Compass president Leonard Steinberg spends his days showing multi-million-dollar properties to multi-millionaires. But those high-end clients, just like us normals, care about one thing above all: Good old-fashioned time.
“People are going to start falling in love with technology when it gives them time,” Steinberg told attendees of the Fast Company Innovation Festival on Tuesday, during a late-afternoon session at Compass headquarters on Fifth Avenue. “Time is the ultimate luxury.”
Steinberg, formerly a star broker at Douglas Elliman, joined Compass in 2014. Since then, the startup has raised an additional $175 million in venture funding and built out a suite of technology tools that helps real estate agents market their listings.
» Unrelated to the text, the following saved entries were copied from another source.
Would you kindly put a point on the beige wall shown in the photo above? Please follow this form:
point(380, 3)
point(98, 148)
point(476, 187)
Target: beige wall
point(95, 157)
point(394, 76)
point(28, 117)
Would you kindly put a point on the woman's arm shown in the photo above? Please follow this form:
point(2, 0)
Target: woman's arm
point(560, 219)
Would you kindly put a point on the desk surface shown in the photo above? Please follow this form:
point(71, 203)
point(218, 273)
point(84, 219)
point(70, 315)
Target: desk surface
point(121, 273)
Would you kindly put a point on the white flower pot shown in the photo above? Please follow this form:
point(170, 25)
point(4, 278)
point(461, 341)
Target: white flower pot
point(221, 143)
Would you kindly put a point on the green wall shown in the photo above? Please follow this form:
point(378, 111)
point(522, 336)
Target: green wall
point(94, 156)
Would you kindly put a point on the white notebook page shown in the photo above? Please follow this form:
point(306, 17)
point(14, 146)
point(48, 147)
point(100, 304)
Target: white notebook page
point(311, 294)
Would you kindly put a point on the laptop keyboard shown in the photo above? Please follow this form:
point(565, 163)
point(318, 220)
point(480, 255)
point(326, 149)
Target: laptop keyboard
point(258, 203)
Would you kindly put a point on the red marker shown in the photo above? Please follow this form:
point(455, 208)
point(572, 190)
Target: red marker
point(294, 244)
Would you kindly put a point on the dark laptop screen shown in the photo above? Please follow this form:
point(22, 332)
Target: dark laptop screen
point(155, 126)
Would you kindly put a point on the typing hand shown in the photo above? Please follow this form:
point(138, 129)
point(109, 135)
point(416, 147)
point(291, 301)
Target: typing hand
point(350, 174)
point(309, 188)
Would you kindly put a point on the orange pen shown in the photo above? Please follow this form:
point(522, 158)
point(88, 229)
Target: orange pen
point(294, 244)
Compass agents are now active in 30 U.S. cities.
Our own @mattspangler, @luxuryblurber, and @zhao_liming speaking on "The Future of Home" at the #FCFestival! pic.twitter.com/AJrQ55VK3e
— Compass (@Compass) October 24, 2017
Compass helps agents maximize their face-to-face time with clients. In Steinberg’s view, prospective buyers are looking for in-home technology to play a similar role. “The greatest opportunities lie in user friendliness,” he says. In other words, operating a fancy lighting system shouldn’t require calls to a manufacturer help line.
Steinberg has also seen a shift away from the cold minimalism that used to dominate contemporary real estate. “When we get home we want calm and simplicity. But people are also looking for tactile things that harness warmth and texture,” he says. “Even patina, which was outlawed, has returned. Technology installed into a nostalgic environment is having a moment.”
Google’s new home assistant fits neatly into that trend, its hardware wrapped in a soft cloak of gray or coral fabric. When voice serves as user interface, screens can fade to the background.